Reputation: 9740
It seems that SQL Server 2008 removes some unicode characters when comparing two strings. Consider the following table:
CREATE TABLE [dbo].[Test](
[text] [nvarchar](50) NOT NULL,
CONSTRAINT [PK_Test] PRIMARY KEY CLUSTERED
(
[text] ASC
))
And now if I insert some rows with unicode characters:
insert into Test values(N'it᧠')
insert into Test values(N'it')
I get a unique constraint exception, even though the values are different. I'm using the default database collation here, which is SQL_Latin1_General_CP1_CI_AS.
Violation of PRIMARY KEY constraint 'PK_Test'. Cannot insert duplicate key in object 'dbo.Test'.

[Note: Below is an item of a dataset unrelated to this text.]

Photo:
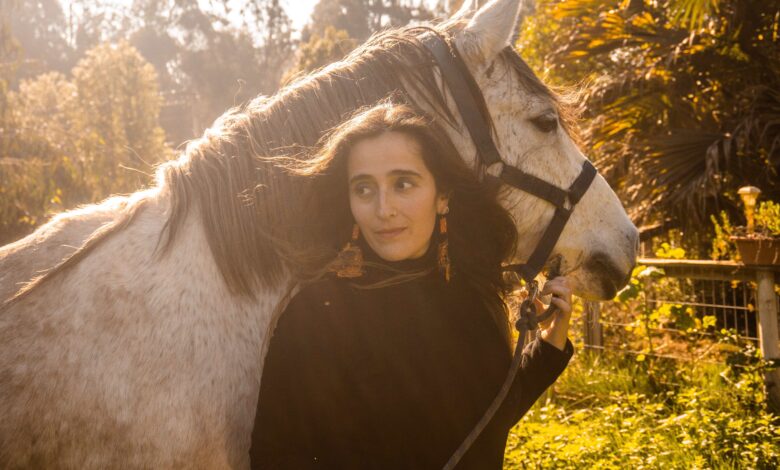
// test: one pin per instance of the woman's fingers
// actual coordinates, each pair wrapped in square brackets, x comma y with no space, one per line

Note, that this doesn't happen for all unicode characters, but only for some characters, but I haven't been able to identify which unicode ranges exactly are problematic. For instance, the dingbat 0x2757 (❗) is removed in comparison, but 0x2764 (♥) is not. I guess it has something to do with 0x2757 being from a newer unicode standard.
So the question is, is there any way to make SQL Server 2008 work with these characters, or alternatively, can I programatically detect them (in C#, via unicode ranges or some such) and remove them beforehand?
Upvotes: 1
Views: 1186
Reputation: 69749
Okay, so a bit more digging shows this is almost certainly due to newer character, since this also works with the sql server 2008 equivalents of latin collation, but not the older versions, i.e. works with Latin1_General_100_CI_AS
, but not with Latin1_General_CI_AS
. To get a full list of the collations that correctly compare these strings I used:
IF OBJECT_ID('Tempdb..#T') IS NOT NULL
DROP TABLE #T;
IF OBJECT_ID('Tempdb..#V') IS NOT NULL
DROP TABLE #V;
CREATE TABLE #V (A NVARCHAR(50), B NVARCHAR(50));
INSERT #V (A, B) VALUES (N'it᧠', N'it');
CREATE TABLE #T (Collation VARCHAR(500), Match BIT);
DECLARE @SQL NVARCHAR(MAX) = (SELECT N'INSERT #T (Collation, Match)
SELECT ''' + Name + ''', CASE WHEN A = B COLLATE ' + name + ' THEN 1 ELSE 0 END
FROM #V;'
FROM sys.fn_helpcollations()
FOR XML PATH(''), TYPE
).value('.', 'NVARCHAR(MAX)');
EXECUTE sp_executesql @SQL;
SELECT *
FROM #T
WHERE Match = 0;
Upvotes: 1